ComputerGuru 9 hours ago | parent | next [-]

“Eye on the left” is different from “the left eye”. First can be ambiguous, second really isn’t.

simonw 8 hours ago | parent | next [-]

I think "the left eye" in this particular case (a photo of a skull made of pancake batter) is still very slightly ambiguous. "The skull's left eye" would not be.

recursive 8 hours ago | parent | prev [-]

I guess there's some ambiguity regarding whether or not this can be ambiguous. Because it seems like it can to me.

withinboredom 9 hours ago | parent | prev [-]

“The right socket” can only be implied one way when talking about a body just like you only have one right hand despite the fact that it is on my left when looking at you.

esrauch an hour ago | parent | next [-]

"Right hand" is practically a bigram that has more meaning, since handedness is such a common topic.

Also context matters, if you're talking to someone you would say "right shoulder" for _their_ right since you know it's an observer with different vantage point. Talking about a scene in a photo "the right shoulder" to me would more often mean right portion of the photo even if it was the person's left shoulder.

marcellus23 5 hours ago | parent | prev | next [-]

I think the fact that anyone in this thread thinks it's ambiguous is proof by definition that it's ambiguous.
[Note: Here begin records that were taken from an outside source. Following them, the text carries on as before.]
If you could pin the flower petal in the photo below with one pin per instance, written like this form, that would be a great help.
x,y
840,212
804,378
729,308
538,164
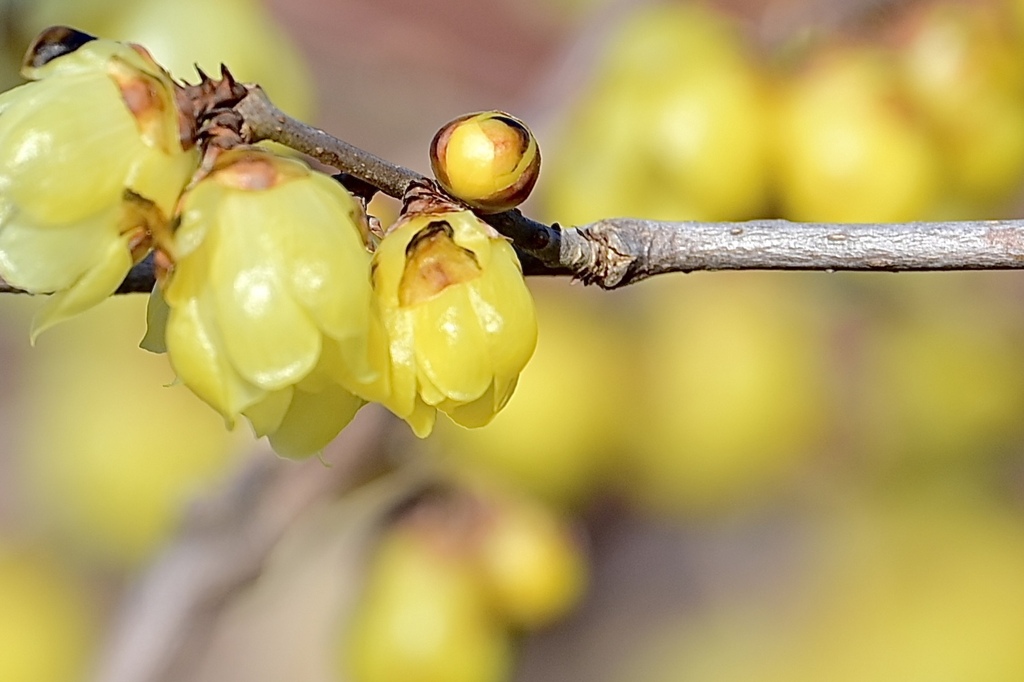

pphysch 9 hours ago | parent | prev [-]

"Plug into right power socket"

Same language, opposite meaning because of a particular noun + context.

I think the only thing obvious here is that there is no obvious solution other than adding lots of clarification to your prompt.

withinboredom 9 hours ago | parent [-]

I think you missed the entire point?

swores 8 hours ago | parent [-]

No, they just disagree with you.

withinboredom 8 hours ago | parent [-]

How do you disagree with having a right and a left hand?

TylerE 8 hours ago | parent [-]

GP is using right as in “correct”, not directionality.

degamad 6 hours ago | parent [-]

No, I don't think they are.

If you are facing a wall-plate with two power sockets on it side by side and you are telling someone to plug something in, which one would be "the right socket", and which would be "the left socket"?

If above the wall-plate is a photo of a person and you are someone to draw a tattoo on the photo, which is "the right arm" and which is "the left arm"?

Same wording, different expectation.

TylerE 4 hours ago | parent [-]

Power plugs are not people.

ETA: and if I were telling someone which socket to plug something into, it would absolutely be from the prospective of the person doing the plugging, not from inside the wall.

simonw 4 hours ago | parent [-]

Neither are sculptures of skulls made of pancake batter.

minimaxir 8 hours ago | parent | prev [-]

I meant to add a clarification to that point (because the ambiguity is a valid counterpoint), thanks for the reminder.